The profitable side of DEI

“Former Facebook employee pleads guilty to stealing $4 million” (CNN):

An Atlanta woman pleaded guilty to stealing more than $4 million from Facebook while she was an executive at the company.

Barbara Furlow-Smiles who worked as a lead strategist, global head of employee resource groups and diversity engagement at Facebook, Inc., now known as Meta, from about January 2017 to September 2021 according to U.S. Attorney Northern District of Georgia Ryan K. Buchanan’s Office.

“This defendant abused a position of trust as a global diversity executive for Facebook to defraud the company of millions of dollars, ignoring the insidious consequences of undermining the importance of her DEI mission,” said Buchanan in a statement.

That last paragraph is my favorite. The U.S. government employee implies that the mission of DEI, despite its having been found unconstitutional by the Supreme Court, is sacred.

The other interesting aspect is that she stole $4 million via expense account fraud. Where can the rest of us get an expense account big enough that $1 million per year in fraud isn’t detected for more than 4 years?

Loosely related… a Maskachusetts Congresswoman says that the Supreme Court is “corrupt”:

Maybe this is why federal employees can ignore the Court’s ruling that the principal objectives and methods of DEI are unconstitutional?

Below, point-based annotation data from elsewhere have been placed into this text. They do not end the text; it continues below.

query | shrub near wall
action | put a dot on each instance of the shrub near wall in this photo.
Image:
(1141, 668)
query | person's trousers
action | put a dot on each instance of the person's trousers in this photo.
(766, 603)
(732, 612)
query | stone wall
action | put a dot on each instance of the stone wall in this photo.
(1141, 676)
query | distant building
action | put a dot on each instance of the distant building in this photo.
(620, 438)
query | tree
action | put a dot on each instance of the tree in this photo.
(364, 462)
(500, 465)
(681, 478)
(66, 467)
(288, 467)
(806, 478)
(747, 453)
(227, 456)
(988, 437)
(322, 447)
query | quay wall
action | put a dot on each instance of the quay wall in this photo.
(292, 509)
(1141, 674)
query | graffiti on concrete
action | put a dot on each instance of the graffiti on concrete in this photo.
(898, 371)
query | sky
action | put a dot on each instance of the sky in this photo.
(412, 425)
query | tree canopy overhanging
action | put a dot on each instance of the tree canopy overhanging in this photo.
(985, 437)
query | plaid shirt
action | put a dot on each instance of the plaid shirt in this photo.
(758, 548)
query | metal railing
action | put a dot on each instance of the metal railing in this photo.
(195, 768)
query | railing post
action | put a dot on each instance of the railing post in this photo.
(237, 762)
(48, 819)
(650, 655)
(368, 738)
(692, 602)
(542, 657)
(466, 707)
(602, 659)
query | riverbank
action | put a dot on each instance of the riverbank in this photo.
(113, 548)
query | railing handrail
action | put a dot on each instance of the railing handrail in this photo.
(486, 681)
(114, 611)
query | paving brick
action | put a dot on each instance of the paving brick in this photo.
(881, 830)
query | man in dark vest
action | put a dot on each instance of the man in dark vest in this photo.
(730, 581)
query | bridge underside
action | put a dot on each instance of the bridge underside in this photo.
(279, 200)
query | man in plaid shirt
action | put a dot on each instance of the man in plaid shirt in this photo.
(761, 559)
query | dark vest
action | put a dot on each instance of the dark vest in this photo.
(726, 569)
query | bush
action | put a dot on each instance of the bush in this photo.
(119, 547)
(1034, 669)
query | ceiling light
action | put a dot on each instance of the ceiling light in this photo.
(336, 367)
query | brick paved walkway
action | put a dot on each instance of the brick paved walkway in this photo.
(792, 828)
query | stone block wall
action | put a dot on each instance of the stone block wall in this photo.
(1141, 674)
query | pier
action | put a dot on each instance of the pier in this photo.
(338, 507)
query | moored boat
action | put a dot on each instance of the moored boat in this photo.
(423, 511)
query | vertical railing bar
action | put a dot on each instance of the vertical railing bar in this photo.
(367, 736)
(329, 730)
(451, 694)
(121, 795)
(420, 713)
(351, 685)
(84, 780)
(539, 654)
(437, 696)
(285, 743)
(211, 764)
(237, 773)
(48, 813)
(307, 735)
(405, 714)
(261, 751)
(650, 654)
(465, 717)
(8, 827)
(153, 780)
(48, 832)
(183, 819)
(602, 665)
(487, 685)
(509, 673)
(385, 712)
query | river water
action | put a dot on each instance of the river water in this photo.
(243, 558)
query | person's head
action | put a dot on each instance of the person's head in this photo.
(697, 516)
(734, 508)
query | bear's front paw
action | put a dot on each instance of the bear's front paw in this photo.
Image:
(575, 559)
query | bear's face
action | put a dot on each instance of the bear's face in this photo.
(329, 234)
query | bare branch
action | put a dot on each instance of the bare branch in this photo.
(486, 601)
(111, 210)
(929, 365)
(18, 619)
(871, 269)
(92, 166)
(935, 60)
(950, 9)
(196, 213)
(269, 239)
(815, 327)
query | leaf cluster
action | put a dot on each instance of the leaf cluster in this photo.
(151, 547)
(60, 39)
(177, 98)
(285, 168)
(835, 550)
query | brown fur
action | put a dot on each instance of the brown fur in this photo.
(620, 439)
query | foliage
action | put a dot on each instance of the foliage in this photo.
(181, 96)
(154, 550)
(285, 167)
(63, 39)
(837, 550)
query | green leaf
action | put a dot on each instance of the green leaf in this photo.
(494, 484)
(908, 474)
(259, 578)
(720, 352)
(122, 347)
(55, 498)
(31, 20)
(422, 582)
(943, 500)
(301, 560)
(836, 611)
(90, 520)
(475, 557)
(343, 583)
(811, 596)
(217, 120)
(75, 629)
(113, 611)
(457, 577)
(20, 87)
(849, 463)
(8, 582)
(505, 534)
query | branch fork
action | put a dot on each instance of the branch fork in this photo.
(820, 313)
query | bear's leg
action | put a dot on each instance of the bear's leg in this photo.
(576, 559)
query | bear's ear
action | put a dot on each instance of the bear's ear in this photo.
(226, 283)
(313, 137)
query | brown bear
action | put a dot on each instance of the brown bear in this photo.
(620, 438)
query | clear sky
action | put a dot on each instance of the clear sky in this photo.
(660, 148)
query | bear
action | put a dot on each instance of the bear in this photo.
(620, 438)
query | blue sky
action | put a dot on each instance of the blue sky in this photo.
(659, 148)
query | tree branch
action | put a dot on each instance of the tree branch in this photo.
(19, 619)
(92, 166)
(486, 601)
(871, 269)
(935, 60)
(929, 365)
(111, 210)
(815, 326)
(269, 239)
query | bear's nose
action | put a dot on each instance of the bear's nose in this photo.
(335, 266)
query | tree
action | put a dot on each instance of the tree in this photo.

4 thoughts on “The profitable side of DEI

  1. Good for her!

    They created a bogus Fraudulent position and got defrauded, sounds like the scorpion and the frog….

  2. You are triggering me by bringing up the student debt cancelling crap.

    Triggering, I say!

    Man, the Democrats are just dying to handout those billions, aren’t they? “Take it, take it, take billions of other people’s money! Totally illegal, totally evil, but take it anyway take it take it.” And if it wasn’t for the Supreme Court cock blockers they would have done that long ago. Geez Louis, I wish politicians would get tangled up in something good not evil just once.